I watched a bead of sweat make its way through the hair on his right leg, the one he’d stretched out in front of him. His scalp shone through the buzz cut.
“What addictions do you think a man like Hiram has?” I asked. “A man who can have whatever he wants? What are his weaknesses?”
Bull smiled. The grin stretched his cheeks and flattened his face into the kind of visage you’d see in a fun house mirror.
“Power and pussy,” he said. His good eye glittered. “What any man would take if he could.”
I thought of Raya Quinn and Betsy King and Veronica Stern and wondered how many other women Hiram had been with. It was appallingly easy for a man in power to get what he wanted—from other men as well as from women. I wondered about Bull’s relationship with Delia. For a single woman with nothing but Medicaid in front of her, even a man like Bull had power. Queasily, I pushed the image out of my mind.
I offered more bourbon, and Bull held out his glass.
I said, “So Hiram’s sitting up there in his gold tower, commanding the world. And here you are, hiding like a mouse in a hole, waiting for the cat to find you. You did things for Hiram, followed his orders. And where has it gotten you?”
Bull watched me in silence. I could hear the second hand on my watch tick steadily. Noise from the television set in the bar filtered faintly through the walls. A ball game.
“I’m guessing at heart you’re a good man, Bull.

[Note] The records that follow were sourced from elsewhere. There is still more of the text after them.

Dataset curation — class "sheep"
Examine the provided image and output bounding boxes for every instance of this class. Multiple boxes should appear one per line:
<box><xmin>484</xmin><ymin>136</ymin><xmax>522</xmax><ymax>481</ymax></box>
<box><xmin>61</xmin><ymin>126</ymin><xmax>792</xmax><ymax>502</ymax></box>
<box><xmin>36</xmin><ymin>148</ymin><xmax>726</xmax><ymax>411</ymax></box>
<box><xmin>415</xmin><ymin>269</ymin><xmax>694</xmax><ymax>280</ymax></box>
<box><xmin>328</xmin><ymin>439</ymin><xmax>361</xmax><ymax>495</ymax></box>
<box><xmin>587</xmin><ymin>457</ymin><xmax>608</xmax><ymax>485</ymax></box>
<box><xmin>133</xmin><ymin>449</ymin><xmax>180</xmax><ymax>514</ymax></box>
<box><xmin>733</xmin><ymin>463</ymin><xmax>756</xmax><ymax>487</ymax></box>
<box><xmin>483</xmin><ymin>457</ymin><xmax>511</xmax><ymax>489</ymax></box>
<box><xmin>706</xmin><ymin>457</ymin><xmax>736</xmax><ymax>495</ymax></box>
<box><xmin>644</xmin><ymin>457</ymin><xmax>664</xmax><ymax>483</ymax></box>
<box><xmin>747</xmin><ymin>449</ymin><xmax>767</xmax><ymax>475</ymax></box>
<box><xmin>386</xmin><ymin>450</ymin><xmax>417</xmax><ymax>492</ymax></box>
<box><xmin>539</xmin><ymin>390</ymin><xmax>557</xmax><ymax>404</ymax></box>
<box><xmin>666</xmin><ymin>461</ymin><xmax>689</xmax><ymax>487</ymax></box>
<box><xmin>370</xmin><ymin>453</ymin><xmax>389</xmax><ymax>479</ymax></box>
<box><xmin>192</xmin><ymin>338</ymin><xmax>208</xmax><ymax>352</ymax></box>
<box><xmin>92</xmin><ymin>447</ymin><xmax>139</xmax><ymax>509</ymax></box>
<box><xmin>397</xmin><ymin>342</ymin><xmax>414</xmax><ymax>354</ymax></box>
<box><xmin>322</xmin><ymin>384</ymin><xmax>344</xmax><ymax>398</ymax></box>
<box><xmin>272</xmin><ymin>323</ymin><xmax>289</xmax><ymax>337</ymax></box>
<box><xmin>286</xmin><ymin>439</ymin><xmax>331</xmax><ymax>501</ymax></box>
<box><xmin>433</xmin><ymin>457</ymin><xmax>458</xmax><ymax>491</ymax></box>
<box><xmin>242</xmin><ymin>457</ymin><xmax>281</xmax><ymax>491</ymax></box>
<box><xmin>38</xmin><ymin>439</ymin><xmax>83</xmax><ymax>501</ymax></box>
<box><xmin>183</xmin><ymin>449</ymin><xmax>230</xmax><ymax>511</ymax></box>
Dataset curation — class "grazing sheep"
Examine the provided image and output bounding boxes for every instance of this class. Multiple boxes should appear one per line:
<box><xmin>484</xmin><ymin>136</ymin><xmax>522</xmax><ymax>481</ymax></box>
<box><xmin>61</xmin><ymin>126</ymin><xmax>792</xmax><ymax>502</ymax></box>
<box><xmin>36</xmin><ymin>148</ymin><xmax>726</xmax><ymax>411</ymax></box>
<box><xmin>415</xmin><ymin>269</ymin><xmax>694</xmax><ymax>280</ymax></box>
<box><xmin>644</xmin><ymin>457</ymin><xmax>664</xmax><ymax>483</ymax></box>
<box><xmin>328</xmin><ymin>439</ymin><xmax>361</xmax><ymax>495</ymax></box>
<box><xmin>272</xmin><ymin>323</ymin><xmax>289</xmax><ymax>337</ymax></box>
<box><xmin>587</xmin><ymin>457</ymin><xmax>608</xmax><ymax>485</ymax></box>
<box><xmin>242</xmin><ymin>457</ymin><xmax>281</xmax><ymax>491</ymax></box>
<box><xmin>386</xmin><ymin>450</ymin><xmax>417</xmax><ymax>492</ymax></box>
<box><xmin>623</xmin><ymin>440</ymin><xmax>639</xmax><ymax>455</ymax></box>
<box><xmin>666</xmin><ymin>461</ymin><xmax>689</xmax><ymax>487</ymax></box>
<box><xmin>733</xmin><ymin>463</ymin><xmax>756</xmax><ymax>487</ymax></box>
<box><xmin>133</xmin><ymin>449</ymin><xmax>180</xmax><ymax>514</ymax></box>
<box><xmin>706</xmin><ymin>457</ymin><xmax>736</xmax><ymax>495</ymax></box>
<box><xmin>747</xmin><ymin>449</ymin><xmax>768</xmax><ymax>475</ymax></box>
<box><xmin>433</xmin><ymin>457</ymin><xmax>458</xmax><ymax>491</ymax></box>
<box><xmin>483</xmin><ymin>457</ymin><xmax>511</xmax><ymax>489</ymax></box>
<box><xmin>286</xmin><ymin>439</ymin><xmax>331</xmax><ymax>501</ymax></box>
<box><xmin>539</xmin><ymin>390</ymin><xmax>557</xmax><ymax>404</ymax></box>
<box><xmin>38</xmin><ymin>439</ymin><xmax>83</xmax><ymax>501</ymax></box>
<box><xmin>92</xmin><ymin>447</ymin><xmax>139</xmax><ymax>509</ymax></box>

And it eats at you, the things Hiram has had you do all these years. Unsavory things. Illegal things. Like sabotaging Lancing Tate’s trains.”
“I’m not confessing to anything.”
“Maybe some of the things he’s had you do even led to his family getting hurt and killed. And Lucy going missing. But here’s the deal.” I leaned forward, resting my forearms on my thighs, projecting an image of caring concern and hoping he wouldn’t see through it. “The thing I want you to know, right from the get-go, is that the only person in trouble is Hiram. Not you. Not anyone else he hired to do his dirty work. Hiram gave you orders, paid you a lot of money, and you did what you had to do. And that means I can protect you.”
He snorted, swiped at his nose with the bottom of his filthy T-shirt. “I’m not that naive.”
“It’s not men like you the FBI wants. It’s men like Hiram. You’re just the means to get to the really big guys, the trophy animals. You testify, and the Feds make all your troubles go away. Gambling debts. Killers like Roman Quinn—” Bull twitched at the mention of Roman. “Anything that’s a problem for you. The Feds can make it go away. Then, if you want, you can start somewhere new. Somewhere fresh.”